Robin Detje veröffentlicht im Perlentaucher (eigentlich in Theater heute) die Erwägungen des gefallenen Theaterkritkers D. über die heutige Theater und Medienlandschaft: "Zeitungsverlage suchen heute für ihre Redaktionen keine widerspenstigen Individualisten mehr, sondern treue Konzernsoldaten, die sich kontrollieren lassen. Nicht das Ziel, aber die Folge dieses Strukturwandels war die Entmachtung des D. Es nützt den Betreibern dieses Strukturwandels, wenn die durch ihn Benachteiligten sich an ihrem Abstieg selbst die Schuld geben, weil politische Vorgänge dann nicht als solche erkennbar werden, was sie kritisierbar machen und den Vorteil der Modernisierer schmälern könnte."
Stichwörter: Detje, Robin, Zeitungsverlage

SZ, 25.08.2006

Bisher war bekannt, dass Günter Grass einen Brief an den Bürgermeister der Stadt Danzig, Pawel Adamowicz, geschrieben hat, aber nicht, dass er darin auf eine Mail Adamowicz' reagierte, in der Grass gefragt wurde, warum sein Bekenntnis so spät kam. Adamowicz schreibt darüber auf Seite 2 des politischen Teils: "Ich habe ihn gebeten, uns Danzigern zu erklären, wie es kam, dass er Angehöriger der Waffen-SS wurde, und warum er so lange geschwiegen hat. Die Mail mit diesen Fragen habe ich am vergangenen Samstagabend abgeschickt. Ich gestehe, dass ich fast die ganze Nacht danach nicht geschlafen habe. Wird er antworten oder nicht? Und wenn er schreibt, wird er sich dann mit ein paar klein dosierten Absätzen begnügen? In dieser Nacht habe ich Antworten auf die uns umtreibenden Fragen in dem Lieblingsbuch meiner Jugendzeit gesucht, in der 'Blechtrommel'."

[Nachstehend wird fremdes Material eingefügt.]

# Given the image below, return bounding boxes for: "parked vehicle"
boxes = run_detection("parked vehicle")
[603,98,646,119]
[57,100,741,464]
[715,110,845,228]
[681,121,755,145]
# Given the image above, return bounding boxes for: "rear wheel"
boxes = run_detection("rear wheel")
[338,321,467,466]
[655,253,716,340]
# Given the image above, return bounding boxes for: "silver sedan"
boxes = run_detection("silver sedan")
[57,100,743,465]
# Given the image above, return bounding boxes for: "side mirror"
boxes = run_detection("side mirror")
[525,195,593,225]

Im Feuilleton konstatiert Sonja Margolina eine Abkehr der russischen Intellektuellen vom Westen und macht dafür auch jene "westlichen 'Geschäftspartner'" verantwortlich, "die es verstehen, ihre moralische Verkommenheit, Kleingeistigkeit und intellektuelle Leere mit demokratischen Werten zu veredeln". Vorbilder sucht man sich jetzt anderswo: "Auf die Verlierer der neuen Weltordnung üben jene Weltakteure eine magische Anziehung aus, die keinerlei normative Forderungen an andere Staaten stellen, zugleich aber schwindelerregende Erfolge vorweisen, wie etwa China. Das chinesische Wunder führt vor Augen, dass es keinen zwingenden Zusammenhang zwischen Erfolg und 'westlichen' Werten gibt: fehlende Freiheiten und korrupte Institutionen mindern das Glücksversprechen nicht."

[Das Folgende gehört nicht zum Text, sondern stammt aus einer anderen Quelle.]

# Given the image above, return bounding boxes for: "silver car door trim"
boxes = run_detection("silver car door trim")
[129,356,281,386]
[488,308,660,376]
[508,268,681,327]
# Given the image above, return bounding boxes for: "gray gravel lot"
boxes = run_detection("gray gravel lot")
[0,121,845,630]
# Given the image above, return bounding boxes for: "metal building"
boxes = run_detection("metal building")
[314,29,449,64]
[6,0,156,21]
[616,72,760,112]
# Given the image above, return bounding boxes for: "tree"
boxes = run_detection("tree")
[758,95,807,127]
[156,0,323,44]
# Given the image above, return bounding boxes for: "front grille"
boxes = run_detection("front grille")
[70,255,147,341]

Weitere Artikel: Die erste Aufmacherseite ist einem ewigen Kandidaten für den Literaturnobelpreis gewidmet: Bob Dylan. Willi Winkler bespricht seine neue Platte. Und Johannes Waechter feiert Bob Dylans Internetradiosendung "Theme Time Radio Hour", in der er Woche für Woche seine Lieblingsplatten vorstellt, als Kunstwerk ganz eigener Art. Hans-Jörg Heims berichtet, dass die Krupp-Stiftung der Stadt Essen ein neues Folkwang-Museum spendiert. Günter Kowa erinnert an den Luther-Widersacher Kardinal Albrecht von Brandenburg, dem die Stadt Halle eine bedeutende Ausstellung widmet. Lothar Müller resümiert recht polemisch ein Gespräch in der Berliner Akademie der Künste, in dem man sich unter Vorsitz von Klaus Staeck gegen Handke und für Grass aussprach. Gemeldet wird, dass "die Offensive Israels die libanesischen Welterbestätten weniger stark in Mitleidenschaft gezogen" habe als befürchtet.

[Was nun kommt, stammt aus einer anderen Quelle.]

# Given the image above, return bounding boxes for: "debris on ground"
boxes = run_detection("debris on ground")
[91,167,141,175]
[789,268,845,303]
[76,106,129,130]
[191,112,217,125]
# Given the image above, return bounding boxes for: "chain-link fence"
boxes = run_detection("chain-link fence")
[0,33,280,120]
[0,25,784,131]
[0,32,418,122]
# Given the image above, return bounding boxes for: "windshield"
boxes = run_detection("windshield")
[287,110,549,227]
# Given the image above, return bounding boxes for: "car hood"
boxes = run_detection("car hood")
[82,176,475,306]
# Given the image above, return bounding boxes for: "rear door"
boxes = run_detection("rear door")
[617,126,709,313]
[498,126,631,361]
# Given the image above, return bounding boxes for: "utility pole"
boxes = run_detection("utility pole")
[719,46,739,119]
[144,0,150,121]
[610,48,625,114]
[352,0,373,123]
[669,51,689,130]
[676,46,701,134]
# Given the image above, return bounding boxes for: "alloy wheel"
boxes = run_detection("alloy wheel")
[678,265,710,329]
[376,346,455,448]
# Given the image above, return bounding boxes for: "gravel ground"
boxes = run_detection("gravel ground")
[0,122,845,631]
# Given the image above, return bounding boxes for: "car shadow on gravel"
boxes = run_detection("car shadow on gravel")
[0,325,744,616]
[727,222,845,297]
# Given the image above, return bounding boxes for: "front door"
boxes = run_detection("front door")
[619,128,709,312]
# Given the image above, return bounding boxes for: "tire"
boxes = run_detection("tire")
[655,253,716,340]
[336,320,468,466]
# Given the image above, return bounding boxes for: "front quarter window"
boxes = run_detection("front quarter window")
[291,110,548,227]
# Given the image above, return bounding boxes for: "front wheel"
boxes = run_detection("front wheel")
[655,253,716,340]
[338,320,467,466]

Besprochen werden Mozarts "Mitridate" in Salzburg, Spike Lees Dokumentarfilm über Katrina und die Folgen "When the Levees Broke" und Bücher, darunter Othmar Plöckingers "Geschichte eines Buches - Adolf Hitlers 'Mein Kampf'" (mehr in unserer Bücherschau des Tages ab 14 Uhr).